Product – Whatever you may think of McDonald’s food, it has succeeded on the product front. McD’s has succeeded because it’s aimed for quality control, and in the consumers’ mind it’s all about consistency. Most consumers reward McD’s NOT because they sell Capital-Grille-style hamburgers but because their food quality is generally CONSISTENT–most people hate surprises. But marketers also have to be innovative, and smartly engage in new product development without sacrificing their core competencies. McD’s expansion into fancy coffees seems to be winning new customers. BIG Research recently reported that while Starbucks remains as consumers’ favorite coffee spot, McDonald’s has now replaced Dunkin’ for second place. And McCafe reportedly contributed to McD’s 2.8% increase in US sales in May.
Price – It would be very easy to attribute the Golden Arches’ success entirely to its “dollar menu” but that would miss most of the story. McD’s success results from a precision-based, comprehensive pricing strategy. So, while it’s dollar menu contributes massively to overall sales, it has recently been rewarded with improved profits stemming from consumers who are willing to pay for its higher-margin menu items like Big Macs. There’s nothing like having a diversified pricing stategy for an increasingly diverse consumer base. Pricing can make or break brands. It took Miller beer some years before it recovered from committing one of the cardinal sins of pricing strategy: engaging the category leader in a price war (in 1997)–Budweiser had a field day, swatted the pesky Miller, and grew the market share gap between it and Miller.
Place – This is what I believe really sets McD’s apart from its direct competitors as well as from companies in other categories. While most franchise-based companies have been hamstrung by their incompetent management of its franchisees, McD’s sales success is directly related to its sound relations with its franchisees. To be sure, there have been a few hiccups–franchise operators took a bit longer to swallow the $100,000 McCafe machinery investment, but McD’s historic treatment of franchisees as real marketing partners has paid off nicely. No fast-food competitor comes close. And McD’s went further, moving decisively to ensure its franchise network was well-represented ethnically–some of its most prominent and successful franchisees in LA and NY are Latino.

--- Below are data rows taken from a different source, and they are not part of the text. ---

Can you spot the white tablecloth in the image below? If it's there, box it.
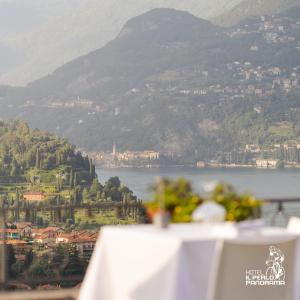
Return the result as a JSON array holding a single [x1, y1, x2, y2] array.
[[79, 224, 300, 300]]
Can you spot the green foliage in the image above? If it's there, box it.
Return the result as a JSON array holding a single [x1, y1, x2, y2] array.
[[145, 179, 262, 223], [146, 178, 202, 223], [0, 121, 96, 184]]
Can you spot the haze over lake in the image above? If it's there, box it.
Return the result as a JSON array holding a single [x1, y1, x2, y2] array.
[[97, 168, 300, 200]]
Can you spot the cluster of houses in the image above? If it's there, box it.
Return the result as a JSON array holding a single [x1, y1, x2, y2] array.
[[206, 144, 300, 169], [89, 145, 160, 166], [0, 222, 97, 260]]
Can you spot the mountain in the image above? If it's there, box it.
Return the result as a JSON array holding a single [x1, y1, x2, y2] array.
[[213, 0, 300, 26], [0, 0, 241, 85], [0, 9, 300, 162]]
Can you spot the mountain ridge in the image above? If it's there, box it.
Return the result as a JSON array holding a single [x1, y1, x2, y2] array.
[[0, 10, 300, 163]]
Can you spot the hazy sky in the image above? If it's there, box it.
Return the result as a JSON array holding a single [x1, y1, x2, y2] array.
[[0, 0, 242, 85]]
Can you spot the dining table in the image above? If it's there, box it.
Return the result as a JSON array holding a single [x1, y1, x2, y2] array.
[[79, 222, 300, 300]]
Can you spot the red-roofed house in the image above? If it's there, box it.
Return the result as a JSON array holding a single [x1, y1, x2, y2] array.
[[23, 192, 45, 201]]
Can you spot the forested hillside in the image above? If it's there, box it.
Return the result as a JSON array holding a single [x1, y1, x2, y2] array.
[[0, 8, 300, 163], [0, 121, 96, 182]]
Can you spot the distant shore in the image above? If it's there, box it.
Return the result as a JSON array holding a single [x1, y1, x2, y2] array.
[[96, 163, 300, 170]]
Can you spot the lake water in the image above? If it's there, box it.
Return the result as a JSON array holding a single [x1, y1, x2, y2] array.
[[97, 168, 300, 200]]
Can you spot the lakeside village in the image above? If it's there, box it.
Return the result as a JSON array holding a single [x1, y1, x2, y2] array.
[[85, 144, 300, 169], [0, 121, 145, 289]]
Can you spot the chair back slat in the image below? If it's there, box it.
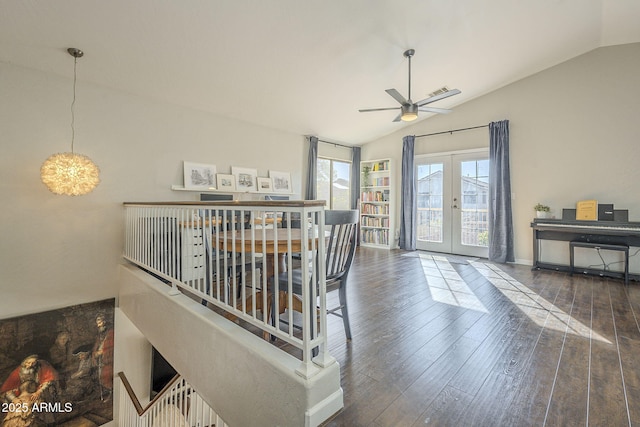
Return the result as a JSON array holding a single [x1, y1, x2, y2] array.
[[325, 210, 358, 282]]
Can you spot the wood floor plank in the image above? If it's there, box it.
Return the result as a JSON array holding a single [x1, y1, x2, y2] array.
[[545, 283, 592, 426], [376, 338, 478, 426], [316, 248, 640, 427], [588, 279, 628, 425]]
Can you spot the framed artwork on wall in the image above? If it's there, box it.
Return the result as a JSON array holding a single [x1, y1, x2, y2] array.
[[0, 298, 115, 426], [258, 177, 273, 193], [183, 161, 216, 190], [269, 171, 292, 193], [216, 173, 236, 191], [231, 166, 258, 191]]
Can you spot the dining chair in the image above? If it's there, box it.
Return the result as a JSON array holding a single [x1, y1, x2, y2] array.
[[272, 210, 358, 341]]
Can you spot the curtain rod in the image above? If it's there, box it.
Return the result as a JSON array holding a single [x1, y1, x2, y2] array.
[[415, 125, 489, 138]]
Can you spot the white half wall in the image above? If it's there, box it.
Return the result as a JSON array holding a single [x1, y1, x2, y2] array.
[[119, 265, 343, 427], [0, 62, 306, 317]]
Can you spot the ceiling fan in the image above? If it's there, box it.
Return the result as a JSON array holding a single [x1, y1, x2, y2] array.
[[358, 49, 460, 122]]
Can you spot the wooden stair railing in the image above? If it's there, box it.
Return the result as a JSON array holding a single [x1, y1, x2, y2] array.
[[118, 372, 180, 416]]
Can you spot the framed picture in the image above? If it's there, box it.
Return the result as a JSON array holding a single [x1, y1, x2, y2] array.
[[231, 166, 258, 191], [216, 173, 236, 191], [258, 177, 273, 193], [269, 171, 291, 193], [184, 161, 216, 190]]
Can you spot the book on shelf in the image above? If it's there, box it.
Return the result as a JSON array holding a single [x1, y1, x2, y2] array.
[[360, 190, 389, 202], [362, 230, 389, 245], [371, 160, 389, 172]]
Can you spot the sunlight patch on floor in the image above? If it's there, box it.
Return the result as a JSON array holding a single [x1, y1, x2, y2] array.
[[469, 261, 611, 344], [420, 254, 489, 313]]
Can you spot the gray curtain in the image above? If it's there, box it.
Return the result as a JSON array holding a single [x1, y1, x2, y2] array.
[[304, 136, 318, 200], [400, 136, 418, 251], [351, 147, 361, 209], [489, 120, 515, 262]]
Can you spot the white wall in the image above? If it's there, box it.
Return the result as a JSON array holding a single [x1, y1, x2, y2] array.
[[0, 63, 306, 317], [362, 43, 640, 271], [0, 62, 306, 425]]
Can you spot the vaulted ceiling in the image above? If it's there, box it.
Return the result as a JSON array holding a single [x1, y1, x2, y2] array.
[[0, 0, 640, 144]]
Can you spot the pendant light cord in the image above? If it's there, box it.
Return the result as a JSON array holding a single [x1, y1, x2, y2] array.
[[71, 56, 78, 153]]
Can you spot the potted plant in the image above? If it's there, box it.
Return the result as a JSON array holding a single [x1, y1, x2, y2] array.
[[362, 165, 371, 187], [533, 203, 551, 218]]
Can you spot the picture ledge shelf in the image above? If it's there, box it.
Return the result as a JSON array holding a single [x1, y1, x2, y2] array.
[[171, 185, 293, 196]]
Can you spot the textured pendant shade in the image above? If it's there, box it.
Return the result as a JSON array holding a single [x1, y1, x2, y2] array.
[[40, 48, 100, 196], [40, 153, 100, 196]]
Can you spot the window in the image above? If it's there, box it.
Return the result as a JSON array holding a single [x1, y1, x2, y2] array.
[[316, 157, 351, 209]]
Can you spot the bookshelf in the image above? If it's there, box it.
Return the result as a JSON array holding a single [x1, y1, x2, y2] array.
[[360, 159, 395, 249]]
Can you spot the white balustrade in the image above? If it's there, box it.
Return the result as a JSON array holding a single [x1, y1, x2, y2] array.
[[124, 201, 331, 377]]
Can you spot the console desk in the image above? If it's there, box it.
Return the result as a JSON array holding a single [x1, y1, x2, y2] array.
[[531, 218, 640, 281]]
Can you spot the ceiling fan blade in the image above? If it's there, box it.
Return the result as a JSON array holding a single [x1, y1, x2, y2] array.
[[416, 89, 461, 107], [385, 89, 409, 105], [358, 107, 400, 113], [418, 107, 451, 114]]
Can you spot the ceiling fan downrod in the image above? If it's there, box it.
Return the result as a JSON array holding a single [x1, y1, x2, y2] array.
[[404, 49, 416, 104]]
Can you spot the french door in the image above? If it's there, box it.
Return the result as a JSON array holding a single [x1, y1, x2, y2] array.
[[415, 150, 489, 257]]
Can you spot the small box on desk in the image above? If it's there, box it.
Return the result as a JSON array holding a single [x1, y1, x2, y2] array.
[[613, 209, 629, 222], [598, 203, 614, 221]]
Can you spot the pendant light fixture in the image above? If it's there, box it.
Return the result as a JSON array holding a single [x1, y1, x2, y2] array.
[[40, 48, 100, 196]]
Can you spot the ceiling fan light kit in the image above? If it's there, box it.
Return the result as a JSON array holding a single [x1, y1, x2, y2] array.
[[358, 49, 461, 122]]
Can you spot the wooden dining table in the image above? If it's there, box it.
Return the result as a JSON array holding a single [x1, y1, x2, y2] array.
[[215, 228, 318, 339]]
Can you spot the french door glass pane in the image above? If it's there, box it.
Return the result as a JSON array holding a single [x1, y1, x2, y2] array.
[[316, 158, 351, 209], [316, 159, 331, 208], [331, 160, 351, 209], [460, 160, 489, 247], [417, 163, 444, 243]]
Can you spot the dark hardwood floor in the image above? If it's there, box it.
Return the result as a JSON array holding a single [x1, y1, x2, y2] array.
[[318, 248, 640, 426]]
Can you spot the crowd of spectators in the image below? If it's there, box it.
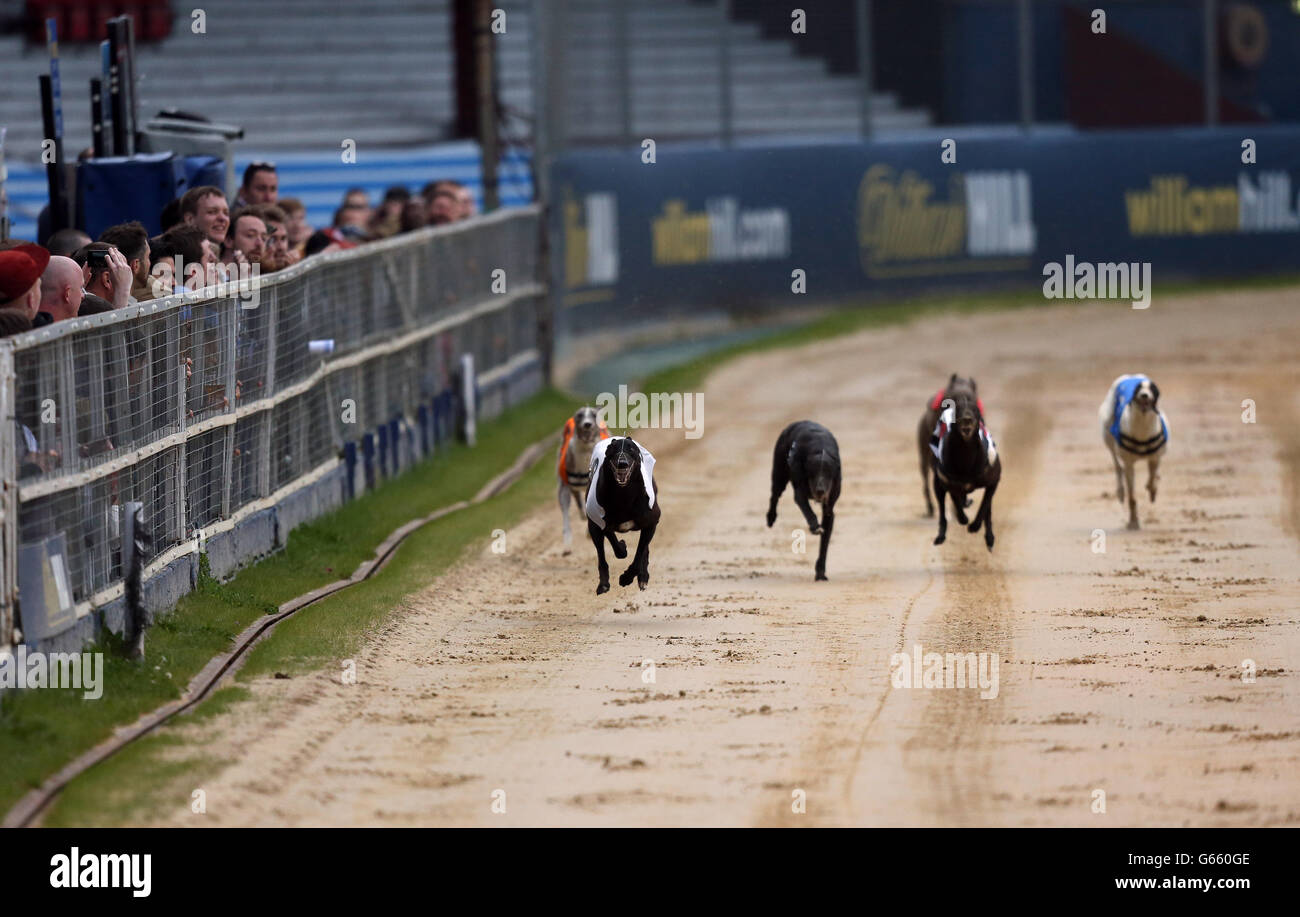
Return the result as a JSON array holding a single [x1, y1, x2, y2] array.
[[0, 163, 476, 337], [0, 163, 475, 484]]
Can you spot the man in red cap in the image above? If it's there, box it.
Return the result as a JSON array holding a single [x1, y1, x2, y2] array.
[[0, 242, 49, 334]]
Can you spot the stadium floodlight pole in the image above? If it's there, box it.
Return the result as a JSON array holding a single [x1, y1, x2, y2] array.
[[1201, 0, 1218, 127], [90, 77, 105, 159], [614, 0, 633, 148], [718, 0, 733, 147], [1018, 0, 1034, 130], [475, 0, 501, 213], [854, 0, 875, 140]]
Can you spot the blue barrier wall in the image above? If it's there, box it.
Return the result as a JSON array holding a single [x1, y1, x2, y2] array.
[[551, 126, 1300, 332]]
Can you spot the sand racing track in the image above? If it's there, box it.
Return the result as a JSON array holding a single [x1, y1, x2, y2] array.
[[124, 289, 1300, 826]]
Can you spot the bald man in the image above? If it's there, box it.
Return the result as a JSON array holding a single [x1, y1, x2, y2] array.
[[40, 255, 83, 324]]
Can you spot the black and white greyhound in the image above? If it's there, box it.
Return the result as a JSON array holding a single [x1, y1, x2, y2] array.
[[586, 436, 660, 596], [930, 390, 1002, 550], [767, 420, 840, 580]]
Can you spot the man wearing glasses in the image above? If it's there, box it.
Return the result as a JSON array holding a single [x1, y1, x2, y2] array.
[[235, 163, 280, 207]]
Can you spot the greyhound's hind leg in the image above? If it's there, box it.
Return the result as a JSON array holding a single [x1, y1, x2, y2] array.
[[605, 528, 628, 561], [559, 481, 573, 554], [586, 520, 610, 596]]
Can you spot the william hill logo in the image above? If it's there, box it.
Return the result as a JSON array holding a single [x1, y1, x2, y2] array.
[[562, 187, 619, 290], [651, 196, 790, 265], [1125, 172, 1300, 235], [858, 164, 1037, 276]]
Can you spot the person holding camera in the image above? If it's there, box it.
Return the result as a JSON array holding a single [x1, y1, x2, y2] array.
[[77, 242, 135, 311]]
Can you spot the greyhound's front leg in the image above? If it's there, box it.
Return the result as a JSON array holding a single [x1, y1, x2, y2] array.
[[948, 488, 971, 525], [813, 503, 835, 581], [586, 520, 610, 596], [935, 475, 948, 545], [1106, 442, 1125, 503], [619, 525, 657, 589], [794, 488, 822, 535], [559, 481, 573, 554], [966, 484, 997, 550]]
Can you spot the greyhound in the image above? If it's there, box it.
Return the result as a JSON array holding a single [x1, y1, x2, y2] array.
[[1097, 373, 1169, 529], [556, 407, 610, 554], [586, 436, 660, 596], [917, 372, 984, 516], [930, 392, 1002, 550], [767, 420, 840, 581]]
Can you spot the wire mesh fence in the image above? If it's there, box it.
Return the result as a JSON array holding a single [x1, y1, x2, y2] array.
[[0, 208, 543, 645]]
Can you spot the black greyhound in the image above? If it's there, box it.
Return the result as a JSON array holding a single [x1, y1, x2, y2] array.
[[767, 420, 840, 580], [917, 372, 983, 516], [930, 390, 1002, 550], [586, 436, 659, 596]]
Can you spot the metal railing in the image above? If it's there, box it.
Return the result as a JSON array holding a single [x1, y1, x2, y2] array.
[[0, 207, 545, 648]]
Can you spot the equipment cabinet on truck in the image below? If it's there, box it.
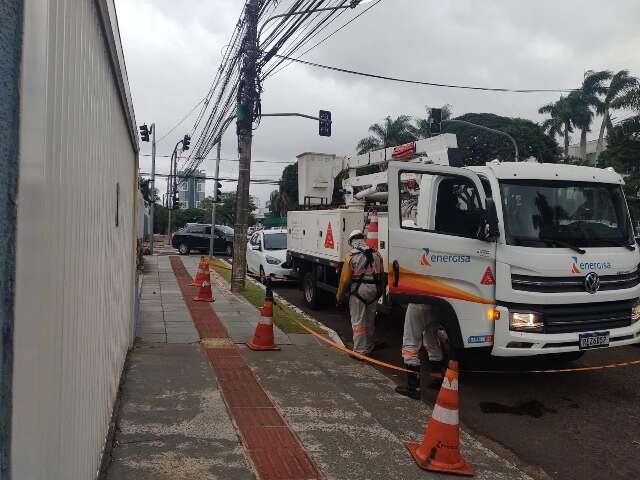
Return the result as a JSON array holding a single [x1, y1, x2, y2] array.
[[289, 138, 640, 358], [287, 209, 364, 308]]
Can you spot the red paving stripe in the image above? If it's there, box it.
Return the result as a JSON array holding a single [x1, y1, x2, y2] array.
[[249, 449, 320, 480], [169, 256, 321, 480], [231, 407, 286, 428]]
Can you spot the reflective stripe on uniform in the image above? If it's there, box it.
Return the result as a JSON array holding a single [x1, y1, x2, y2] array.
[[353, 327, 370, 335], [431, 403, 458, 425], [401, 348, 418, 358]]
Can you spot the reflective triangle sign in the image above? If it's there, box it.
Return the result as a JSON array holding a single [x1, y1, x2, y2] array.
[[480, 267, 496, 285], [324, 222, 335, 248]]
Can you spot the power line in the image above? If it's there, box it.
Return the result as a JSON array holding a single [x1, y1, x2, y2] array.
[[140, 153, 296, 165], [274, 54, 577, 93], [156, 98, 206, 143], [140, 172, 280, 185], [265, 0, 382, 78]]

Promotion – What more can you say about a Master Marketer? And for most of the readers of this site, McD’s is part of a handful of companies that really get it when it comes to multicultural, ethnic, Hispanic, Asian and African-American marketing. But you see, you’re a Master Marketer because multicultural is in your DNA–and yes, also in your executive leadership. You really have to admire a marketer whose mantra on marketing is to imbue its advertising strategy with a key ethnic consumer insight–what a concept! It is for this reason that you get an English-language McD TV spot (recently cited in an NBC Today segment on Hispanic influence on American pop culture) that features a Latina with an obvious Hispanic accent. It’s not just about celebrating Hispanic culture but about celebrating it within the American universe.
To my fellow marketers, before we go in pursuit of the ideal agency partner, let’s make sure we have our internal house in order–a house that fully embraces the Four P’s. And yes, let’s not go on an endless search for benchmarks, just look for the “Golden” standard.